Lá pelos meus doze anos, descobri aquele mundo novo da puberdade. As meninas não pareciam mais pulgas repelentes. Ficavam bonitas com o novo ar de “agora eu uso sutiã, tá?” e tinham até um gingado meio infantil, um requebrar que já ia dando vontade de chegar perto.
Tinha também o outro grupo. O das meninas que continuavam pulgas. Ninguém se aproximava delas. Feinhas, caretas, óculos fundo de garrafa, aparelho móvel que distorcia um pouco a fala, trança no cabelo, vestidinho com laçarote; e espinhas, muitas espinhas pipocando por toda parte do rosto. Dessas eu tinha pena. Não tinham conserto. A sina das coitadas era ver as bonitinhas entrando pela escola em seus carpetes imaginários. E não tinha páreo. Os meninos só queriam as bonitas.

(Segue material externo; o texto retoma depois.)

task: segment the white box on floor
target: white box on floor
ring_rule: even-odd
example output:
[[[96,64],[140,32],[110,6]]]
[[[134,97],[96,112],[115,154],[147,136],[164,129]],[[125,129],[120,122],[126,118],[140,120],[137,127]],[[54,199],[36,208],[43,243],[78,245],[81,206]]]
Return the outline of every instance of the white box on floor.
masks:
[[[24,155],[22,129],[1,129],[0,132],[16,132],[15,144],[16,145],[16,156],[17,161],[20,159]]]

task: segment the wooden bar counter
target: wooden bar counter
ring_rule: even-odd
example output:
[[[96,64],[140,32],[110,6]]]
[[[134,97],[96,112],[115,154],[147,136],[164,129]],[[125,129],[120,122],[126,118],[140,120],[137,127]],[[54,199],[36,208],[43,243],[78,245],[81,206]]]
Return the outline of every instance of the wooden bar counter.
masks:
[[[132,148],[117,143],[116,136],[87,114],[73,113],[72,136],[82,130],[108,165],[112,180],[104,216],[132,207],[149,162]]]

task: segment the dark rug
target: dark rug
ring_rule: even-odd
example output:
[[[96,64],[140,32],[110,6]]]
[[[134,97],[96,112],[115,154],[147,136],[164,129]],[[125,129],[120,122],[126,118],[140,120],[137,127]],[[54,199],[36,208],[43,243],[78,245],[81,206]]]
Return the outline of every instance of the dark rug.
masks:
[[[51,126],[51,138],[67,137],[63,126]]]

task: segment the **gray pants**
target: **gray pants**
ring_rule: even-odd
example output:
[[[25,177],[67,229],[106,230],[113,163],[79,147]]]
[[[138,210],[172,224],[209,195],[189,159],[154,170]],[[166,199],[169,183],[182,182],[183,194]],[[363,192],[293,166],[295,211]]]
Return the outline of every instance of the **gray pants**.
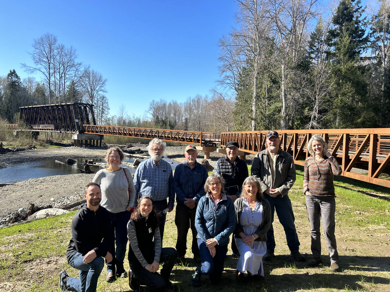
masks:
[[[310,222],[311,249],[313,258],[319,259],[321,257],[321,218],[324,234],[328,244],[330,261],[337,262],[339,260],[339,253],[335,237],[336,202],[334,197],[317,197],[312,195],[307,195],[306,209]]]

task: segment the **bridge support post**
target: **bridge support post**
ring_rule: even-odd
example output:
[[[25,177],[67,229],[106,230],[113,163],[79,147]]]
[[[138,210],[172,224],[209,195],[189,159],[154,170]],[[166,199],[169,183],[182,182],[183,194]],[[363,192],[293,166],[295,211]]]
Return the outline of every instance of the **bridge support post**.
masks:
[[[217,150],[216,147],[203,147],[203,146],[197,146],[196,149],[199,151],[204,152],[204,159],[210,159],[210,153],[213,152]]]
[[[75,146],[88,148],[89,146],[92,147],[97,146],[98,144],[101,146],[101,141],[104,137],[104,135],[96,134],[75,134],[72,135],[72,139]]]

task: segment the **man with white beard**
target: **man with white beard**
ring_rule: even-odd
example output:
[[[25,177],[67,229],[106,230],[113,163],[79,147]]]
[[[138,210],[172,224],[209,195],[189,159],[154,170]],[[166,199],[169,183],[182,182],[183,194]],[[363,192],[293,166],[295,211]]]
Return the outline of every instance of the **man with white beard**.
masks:
[[[295,182],[295,165],[290,154],[279,148],[280,139],[276,131],[267,134],[267,149],[258,153],[253,160],[251,174],[260,180],[264,198],[271,207],[271,225],[267,232],[267,252],[263,259],[272,260],[276,243],[273,234],[275,210],[279,221],[284,229],[287,245],[291,255],[296,260],[304,262],[305,257],[299,252],[299,240],[295,229],[295,220],[289,190]]]
[[[137,199],[135,206],[140,197],[148,195],[153,200],[153,209],[160,213],[159,227],[161,240],[167,217],[163,211],[167,208],[168,212],[172,211],[175,202],[172,167],[161,159],[166,147],[165,142],[160,139],[155,138],[150,141],[147,150],[151,158],[140,164],[133,180]]]

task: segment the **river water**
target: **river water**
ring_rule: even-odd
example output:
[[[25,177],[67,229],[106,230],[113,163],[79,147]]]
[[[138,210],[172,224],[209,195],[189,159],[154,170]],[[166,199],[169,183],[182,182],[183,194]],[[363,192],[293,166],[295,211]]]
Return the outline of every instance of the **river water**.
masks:
[[[163,158],[171,164],[172,169],[177,165],[177,162],[165,158]],[[57,160],[65,162],[66,158],[58,158]],[[28,162],[20,163],[14,165],[9,165],[5,168],[0,169],[0,183],[15,183],[23,181],[30,178],[38,178],[51,176],[63,175],[77,173],[77,169],[83,170],[83,158],[75,159],[77,162],[73,165],[62,164],[54,162],[54,159],[46,159]],[[125,159],[124,162],[132,163],[134,158]],[[94,162],[105,163],[103,159],[94,159]],[[131,173],[135,172],[135,169],[131,166],[122,165],[123,167],[128,168]],[[90,165],[91,170],[95,173],[103,167]]]

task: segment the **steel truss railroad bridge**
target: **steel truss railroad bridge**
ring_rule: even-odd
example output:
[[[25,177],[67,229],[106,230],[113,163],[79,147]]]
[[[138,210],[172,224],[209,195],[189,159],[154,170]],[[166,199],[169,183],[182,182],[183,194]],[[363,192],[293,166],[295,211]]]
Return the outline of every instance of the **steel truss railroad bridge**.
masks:
[[[267,130],[215,134],[192,131],[146,128],[96,125],[93,106],[71,103],[34,106],[20,108],[20,125],[10,124],[8,129],[29,131],[35,138],[40,132],[68,133],[75,146],[101,145],[104,135],[126,136],[186,143],[209,158],[220,144],[224,147],[229,141],[237,141],[241,158],[265,149]],[[342,175],[390,187],[388,167],[390,162],[390,128],[328,129],[278,130],[280,148],[289,153],[296,164],[303,165],[309,155],[307,144],[312,135],[321,135],[328,141],[330,151],[341,165]],[[368,171],[368,172],[367,172]]]

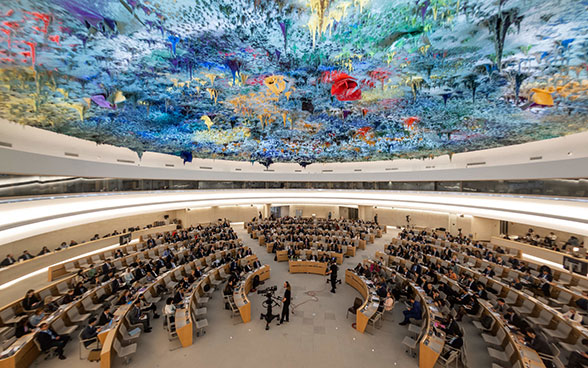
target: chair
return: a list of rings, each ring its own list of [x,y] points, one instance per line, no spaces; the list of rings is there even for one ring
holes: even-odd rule
[[[494,327],[495,322],[496,322],[496,320],[494,318],[492,318],[492,322],[490,322],[490,327],[486,328],[482,325],[482,322],[476,321],[476,320],[472,321],[474,326],[476,326],[476,328],[480,331],[492,331],[492,327]]]
[[[80,333],[78,335],[79,347],[80,347],[80,360],[87,359],[88,355],[90,354],[90,352],[92,350],[96,350],[96,349],[101,348],[100,341],[98,340],[98,337],[92,337],[92,338],[84,340],[84,339],[82,339],[82,332],[84,332],[84,331],[80,331]],[[85,343],[90,343],[90,344],[88,346],[86,346]]]
[[[73,262],[69,262],[65,264],[65,271],[68,273],[76,273],[78,272],[80,269],[77,268]]]
[[[450,349],[449,356],[447,358],[443,358],[443,354],[441,354],[439,355],[439,359],[437,359],[437,362],[439,362],[443,367],[449,367],[451,363],[455,363],[455,368],[457,368],[457,358],[459,356],[460,350],[454,349],[449,346],[447,346],[447,349]]]
[[[208,313],[208,309],[206,309],[206,308],[197,308],[194,311],[194,317],[195,317],[194,319],[196,319],[196,320],[202,319],[203,317],[206,316],[206,313]]]
[[[55,321],[53,321],[51,327],[53,327],[55,332],[57,332],[59,335],[71,335],[78,328],[77,325],[66,326],[63,322],[63,319],[61,318],[57,318]]]
[[[92,298],[82,299],[82,306],[84,307],[84,310],[90,314],[96,314],[98,312],[98,310],[100,310],[100,308],[102,308],[102,305],[94,304],[92,302]]]
[[[402,340],[402,345],[407,347],[406,352],[410,353],[410,355],[415,358],[416,357],[416,348],[418,346],[418,340],[414,340],[409,336],[405,336],[404,340]]]
[[[129,362],[131,361],[131,356],[137,352],[137,344],[121,346],[118,338],[114,339],[112,347],[114,351],[116,351],[116,355],[118,355],[119,358],[123,359],[123,363],[125,365],[129,364]]]
[[[374,328],[381,328],[382,327],[382,312],[376,311],[374,315],[368,319],[368,326],[371,324]],[[380,327],[378,327],[378,322],[380,322]]]
[[[557,324],[555,331],[550,332],[549,335],[552,339],[566,340],[568,336],[570,336],[570,332],[572,332],[572,326],[566,322],[560,321]]]
[[[349,318],[349,313],[353,313],[356,314],[357,310],[359,309],[359,307],[361,307],[361,305],[363,304],[363,300],[361,298],[355,298],[355,300],[353,301],[353,306],[347,308],[347,314],[345,315],[345,318]]]
[[[536,326],[547,327],[553,319],[553,314],[551,314],[551,312],[547,309],[543,309],[541,310],[541,313],[539,313],[539,316],[527,317],[527,319]]]
[[[492,335],[486,334],[486,333],[482,334],[482,339],[487,344],[494,345],[494,346],[502,346],[502,343],[505,338],[506,338],[506,332],[502,328],[498,329],[496,336],[492,336]]]
[[[137,331],[136,328],[131,330],[132,334],[130,334],[129,330],[127,330],[127,326],[124,322],[120,324],[120,327],[118,330],[120,332],[120,337],[122,338],[125,345],[134,343],[141,336],[141,331],[140,330]]]
[[[519,294],[515,293],[514,291],[510,290],[504,298],[504,301],[508,305],[515,305],[517,303],[517,299],[519,298]]]
[[[12,309],[12,307],[8,307],[0,312],[0,319],[2,319],[2,322],[5,325],[15,325],[23,319],[27,318],[28,317],[26,315],[16,316],[14,314],[14,309]]]
[[[408,325],[408,332],[413,333],[415,337],[421,334],[422,328],[421,326],[409,324]]]
[[[204,335],[206,333],[206,327],[208,327],[208,320],[201,319],[196,321],[196,336],[200,336],[200,332]]]
[[[563,307],[564,305],[568,305],[570,304],[570,301],[572,300],[572,294],[566,292],[566,291],[560,291],[559,295],[557,296],[557,299],[550,299],[549,302],[554,305],[555,307]]]
[[[52,346],[47,350],[43,350],[41,349],[41,344],[39,344],[39,341],[37,340],[37,336],[35,336],[35,338],[33,339],[33,341],[35,342],[35,345],[37,346],[37,349],[39,349],[39,352],[41,354],[44,354],[45,357],[44,359],[47,360],[51,357],[54,357],[57,355],[57,346]]]
[[[14,344],[16,341],[16,336],[14,335],[15,332],[15,328],[8,328],[2,332],[2,335],[0,335],[0,348],[2,351],[8,349],[10,345]]]
[[[167,323],[168,328],[166,328],[167,330],[167,339],[169,341],[175,340],[178,337],[178,332],[176,331],[176,324],[175,322],[172,322],[170,315],[166,314],[165,315],[165,321]]]
[[[125,315],[125,319],[127,321],[127,323],[129,324],[128,328],[130,328],[131,330],[134,330],[135,328],[138,328],[141,330],[141,332],[143,332],[143,329],[145,328],[145,325],[143,325],[142,323],[135,323],[132,324],[131,321],[129,320],[129,315]]]
[[[57,284],[57,291],[59,291],[59,294],[61,295],[65,295],[67,294],[67,291],[69,290],[69,285],[67,284],[67,282],[60,282],[59,284]]]
[[[513,353],[514,347],[510,342],[506,344],[504,351],[488,348],[488,354],[490,355],[490,358],[492,358],[494,361],[498,361],[499,364],[504,364],[505,366],[510,364],[510,357]]]
[[[53,303],[54,301],[56,301],[57,299],[61,298],[61,296],[55,296],[53,294],[51,294],[51,290],[49,289],[45,289],[45,290],[41,290],[39,292],[39,297],[41,298],[41,300],[43,300],[45,303],[49,302],[49,303]],[[23,308],[24,309],[24,308]]]
[[[143,295],[145,295],[145,299],[152,304],[157,304],[161,300],[161,297],[153,295],[153,289],[149,289],[148,292],[143,293]]]
[[[86,322],[88,318],[90,318],[90,313],[88,314],[80,314],[77,307],[73,307],[67,311],[67,316],[71,323],[76,325],[81,325],[82,323]]]
[[[531,313],[533,313],[533,310],[535,309],[535,303],[530,299],[525,299],[523,305],[521,305],[520,307],[513,307],[512,309],[514,309],[514,311],[517,312],[517,314],[525,316],[530,315]]]
[[[208,301],[210,300],[208,297],[198,295],[198,292],[195,293],[195,298],[198,307],[206,307],[208,305]]]

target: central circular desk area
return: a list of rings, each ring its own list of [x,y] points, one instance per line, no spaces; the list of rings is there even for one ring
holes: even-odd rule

Num desses recreios, acometido de uma benevolência sacra, sentei perto da Júlia. Pobre Júlia, sempre catarrenta, lenço na mão. Sofria de renite alérgica. Ela comia seu sanduíche de sardinha que a mãe sempre lhe preparava. Sentei perto e meu estômago embrulhou. Nunca gostei de sardinha, nem do cheiro.
- Oi Júlia. – cumprimentei, assim, como quem não quer nada.
- Oi. – ela não fazia questão de ser simpática.
E eu fiquei observando a forma como ela devorava o sanduíche. Sem a menor classe e postura. Se encurvava em cima das mãos, os cabelos caindo na comida, o barulho da respiração arfante, uma dó. A poucos metros, as bonitinhas nos bancos, tomando suco no canudinho, pernas cruzadas, revezando a prosa com os meninos que urubuzavam.
- Júlia. – arrisquei. – Você parece ser uma pessoa legal.
Falei e me arrependi amargamente. Ela me olhou como quem vê uma luz celestial. Sorriu um sorriso de dentes tortos e passou o lenço no nariz fazendo um barulho constrangedor. Gelei.
- Você acha mesmo? – ela perguntou com os olhos já imersos em água.
Meu coração partiu nessa hora. A coitadinha nunca devia ter ouvido um elogio de qualquer menino que fosse. Sabe que, naquela hora, ela até me pareceu bonita? Mas eu não conseguia ratificar meu elogio. Alguma coisa embargava minha fala. Nesse ínterim, ela foi chegando perto, jogando um charme falso que ela julgava ter. E aquele cheiro horrível de sardinha me dando ânsia de vômito. Minha sorte foi ela ter espirrado. Virou pro outro canto, com o lenço entrouxado nas narinas. Aproveitei o momento para fugir pra sempre.
Daquele dia em diante, limitei-me apenas a cumprimentá-la com um leve aceno de mão. Mulher sempre confunde as coisas. Impressionante!